Waiting 30 seconds for your AI chatbot to respond? That's so 2022. Modern users expect instant, streaming responses that feel like real conversations. Here's how to build lightning-fast transformer inference with WebSocket streaming that delivers tokens as they're generated.
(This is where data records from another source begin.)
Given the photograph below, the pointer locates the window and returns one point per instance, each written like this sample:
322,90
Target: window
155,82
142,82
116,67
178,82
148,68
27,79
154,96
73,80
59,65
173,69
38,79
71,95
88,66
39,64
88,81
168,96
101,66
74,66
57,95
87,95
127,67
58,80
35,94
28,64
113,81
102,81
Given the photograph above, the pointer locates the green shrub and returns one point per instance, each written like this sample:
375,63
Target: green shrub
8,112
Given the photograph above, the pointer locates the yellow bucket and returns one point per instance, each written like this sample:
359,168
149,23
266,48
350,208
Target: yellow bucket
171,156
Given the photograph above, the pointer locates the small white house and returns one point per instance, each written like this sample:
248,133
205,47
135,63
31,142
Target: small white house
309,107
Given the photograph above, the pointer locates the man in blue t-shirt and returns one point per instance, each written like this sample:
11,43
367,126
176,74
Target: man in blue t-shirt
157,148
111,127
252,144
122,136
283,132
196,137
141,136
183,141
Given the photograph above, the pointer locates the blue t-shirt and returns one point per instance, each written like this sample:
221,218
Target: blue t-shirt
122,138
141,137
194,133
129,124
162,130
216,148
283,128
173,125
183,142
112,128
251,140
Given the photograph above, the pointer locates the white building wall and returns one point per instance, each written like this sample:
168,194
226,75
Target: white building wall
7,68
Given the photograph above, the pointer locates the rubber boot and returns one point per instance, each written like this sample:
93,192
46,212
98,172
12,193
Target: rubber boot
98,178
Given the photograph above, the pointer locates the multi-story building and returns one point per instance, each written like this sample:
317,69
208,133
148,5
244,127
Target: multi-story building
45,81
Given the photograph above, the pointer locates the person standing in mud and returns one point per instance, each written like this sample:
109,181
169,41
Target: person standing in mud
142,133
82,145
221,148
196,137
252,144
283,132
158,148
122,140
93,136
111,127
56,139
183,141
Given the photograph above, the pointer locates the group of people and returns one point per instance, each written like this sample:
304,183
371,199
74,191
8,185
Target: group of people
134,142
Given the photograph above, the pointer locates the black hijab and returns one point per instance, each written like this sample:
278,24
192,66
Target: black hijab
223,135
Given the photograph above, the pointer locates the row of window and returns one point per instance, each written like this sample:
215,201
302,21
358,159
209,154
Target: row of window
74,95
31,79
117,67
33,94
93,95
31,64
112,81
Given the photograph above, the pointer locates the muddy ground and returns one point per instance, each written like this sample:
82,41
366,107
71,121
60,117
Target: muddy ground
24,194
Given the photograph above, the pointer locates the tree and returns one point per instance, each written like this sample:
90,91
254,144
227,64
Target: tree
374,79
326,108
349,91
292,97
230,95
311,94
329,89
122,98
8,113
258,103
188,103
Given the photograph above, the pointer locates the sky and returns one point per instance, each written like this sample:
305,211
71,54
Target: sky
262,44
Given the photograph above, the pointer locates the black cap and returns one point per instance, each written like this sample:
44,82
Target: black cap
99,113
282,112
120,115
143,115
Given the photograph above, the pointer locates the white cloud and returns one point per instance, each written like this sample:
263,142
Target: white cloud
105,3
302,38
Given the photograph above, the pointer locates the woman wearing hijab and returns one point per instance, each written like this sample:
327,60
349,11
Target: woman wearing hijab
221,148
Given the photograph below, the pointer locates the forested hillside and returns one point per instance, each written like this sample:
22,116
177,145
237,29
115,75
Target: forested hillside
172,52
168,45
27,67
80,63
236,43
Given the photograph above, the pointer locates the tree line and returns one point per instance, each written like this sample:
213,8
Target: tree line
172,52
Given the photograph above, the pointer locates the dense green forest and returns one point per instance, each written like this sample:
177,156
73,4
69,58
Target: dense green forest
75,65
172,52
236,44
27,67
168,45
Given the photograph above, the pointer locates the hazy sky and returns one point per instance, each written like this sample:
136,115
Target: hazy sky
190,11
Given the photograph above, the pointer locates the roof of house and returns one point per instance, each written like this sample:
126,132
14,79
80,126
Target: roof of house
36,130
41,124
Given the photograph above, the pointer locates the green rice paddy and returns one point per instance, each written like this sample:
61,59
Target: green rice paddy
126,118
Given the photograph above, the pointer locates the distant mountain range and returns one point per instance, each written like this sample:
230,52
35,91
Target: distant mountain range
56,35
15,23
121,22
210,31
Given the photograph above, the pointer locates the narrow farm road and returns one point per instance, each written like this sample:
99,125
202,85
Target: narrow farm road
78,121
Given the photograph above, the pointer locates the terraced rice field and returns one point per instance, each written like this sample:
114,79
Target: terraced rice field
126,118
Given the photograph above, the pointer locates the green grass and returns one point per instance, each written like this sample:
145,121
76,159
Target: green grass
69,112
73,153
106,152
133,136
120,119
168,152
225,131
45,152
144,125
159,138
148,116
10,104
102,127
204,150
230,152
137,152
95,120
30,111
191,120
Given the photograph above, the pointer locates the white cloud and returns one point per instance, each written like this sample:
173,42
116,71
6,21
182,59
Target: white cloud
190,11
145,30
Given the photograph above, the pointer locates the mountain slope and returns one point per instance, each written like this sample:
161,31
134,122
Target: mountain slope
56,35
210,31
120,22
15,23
Why Real-time Transformer Inference Matters
Traditional HTTP-based inference creates a frustrating user experience. Users submit a prompt, stare at a loading spinner, then receive a wall of text all at once. WebSocket streaming transforms this into a natural conversation flow where responses appear word-by-word, just like ChatGPT.
Primary Benefits:
- Instant feedback: Users see responses immediately
- Better UX: Streaming text feels more interactive
- Scalable connections: WebSockets handle thousands of concurrent users
- Reduced perceived latency: Users engage with partial responses
Understanding WebSocket Streaming Architecture
WebSocket connections enable bidirectional communication between client and server. For transformer inference, this means:
- Client sends prompt via WebSocket
- Server generates tokens incrementally
- Each token streams back immediately
- Client displays tokens in real-time
Key Components for Implementation
- WebSocket Server: Handles connections and inference requests
- Transformer Model: Generates tokens with streaming capability
- Token Buffer: Manages partial responses
- Client Handler: Processes incoming tokens
- Error Management: Handles connection failures gracefully
Setting Up the WebSocket Server
Let's build a complete WebSocket server that streams transformer outputs:
import asyncio
import websockets
import json
import torch
from transformers import AutoTokenizer, AutoModelForCausalLM
import logging
class TransformerWebSocketServer:
def __init__(self, model_name="microsoft/DialoGPT-medium"):
"""Initialize transformer model and tokenizer for streaming inference"""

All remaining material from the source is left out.